My wife and I moved into a house with her son and his wife. Our son-in-law and his wife signed the lease. My wife and I did not sign the lease but we are on the lease as “tenants”. Does this give the lease signing parties the right to declare themselves “head of household” or “man of the house”. Such giving them the right to a final say in household matters? Also, does this give lease signing party the right to evict “tenants”?

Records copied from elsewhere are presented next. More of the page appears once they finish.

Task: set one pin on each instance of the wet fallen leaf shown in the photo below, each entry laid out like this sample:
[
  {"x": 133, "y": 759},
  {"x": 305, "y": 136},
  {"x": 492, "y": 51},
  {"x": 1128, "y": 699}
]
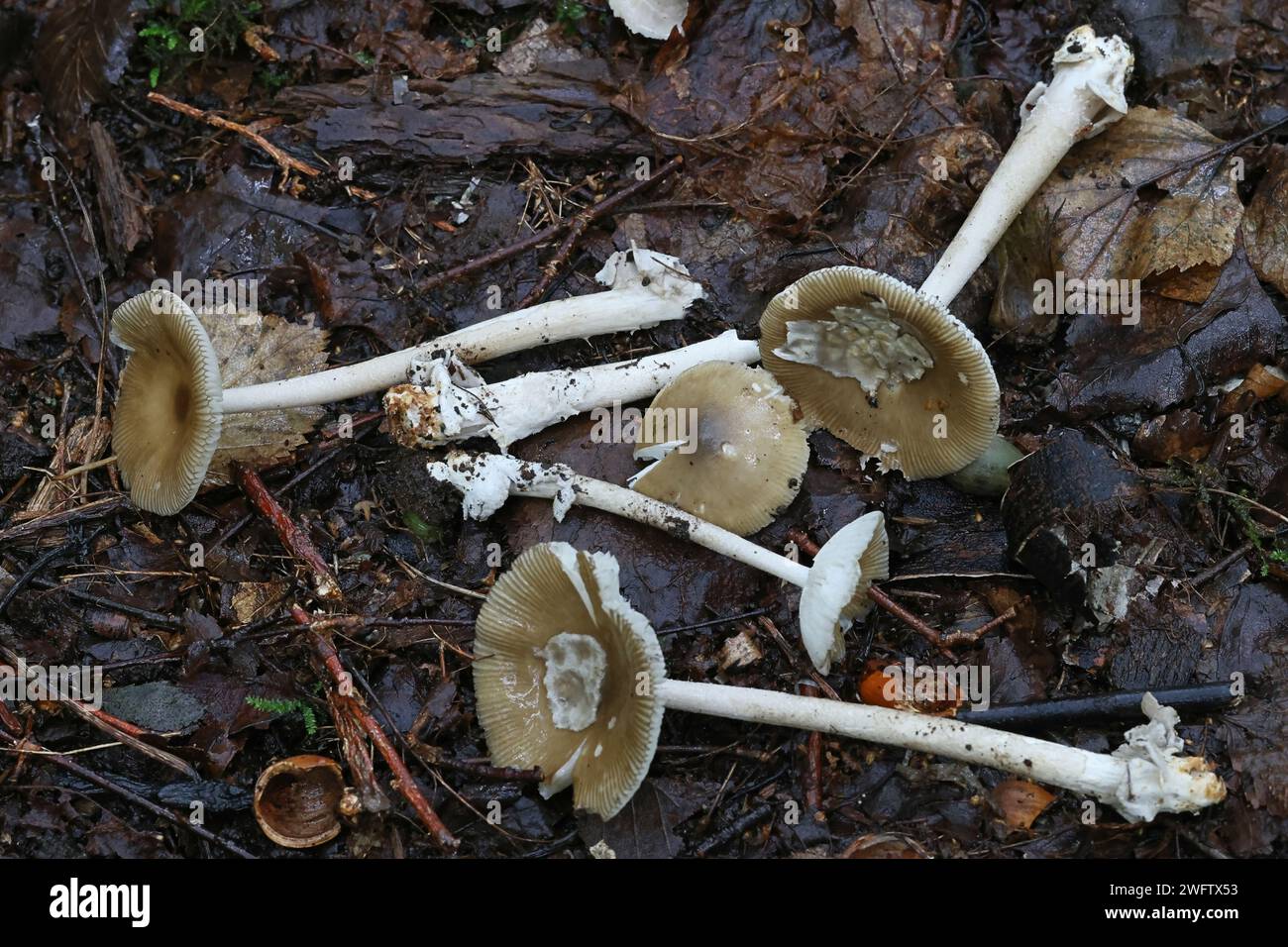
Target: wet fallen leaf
[
  {"x": 253, "y": 350},
  {"x": 645, "y": 827},
  {"x": 1145, "y": 196}
]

Asked on November 25, 2012 under Real Estate Law, Pennsylvania

Answers:

Gregory Abbott / Consumer Law Northwest

Answered 9 years ago | Contributor

I am a little confused when you say that you did not sign the lease but are listed on it as "tenants" - I am guessing that means that you are simply listed as additional occupants as well as the signer(s) of the lease.  Regardless, the lease itself establishes the legal relationship between the owner/manager (landlord) and the person(s) taking responsibility for renting the property.  It does nothing to establish the relationship between the persons occupying the residence.  "Head of Household" or "Man of the House" are meaningless terms, legally speaking.  The relationship between the residents of the home is up to them to mutually agree upon (assuming all are of age) and you have just as much "say" as any other resident.  In the end, you all either agree or decide you can't live together comfortably and part ways.  Assuming you contribute to payment of the rent and/or household expenses, you have just as much right to live there as someone who signed the lease meaning they have no right to evict you without legal cause.  Again, in the end, if all of you cannot successfully live together, the remedy is for one or more of you to move out.  Hope this helps.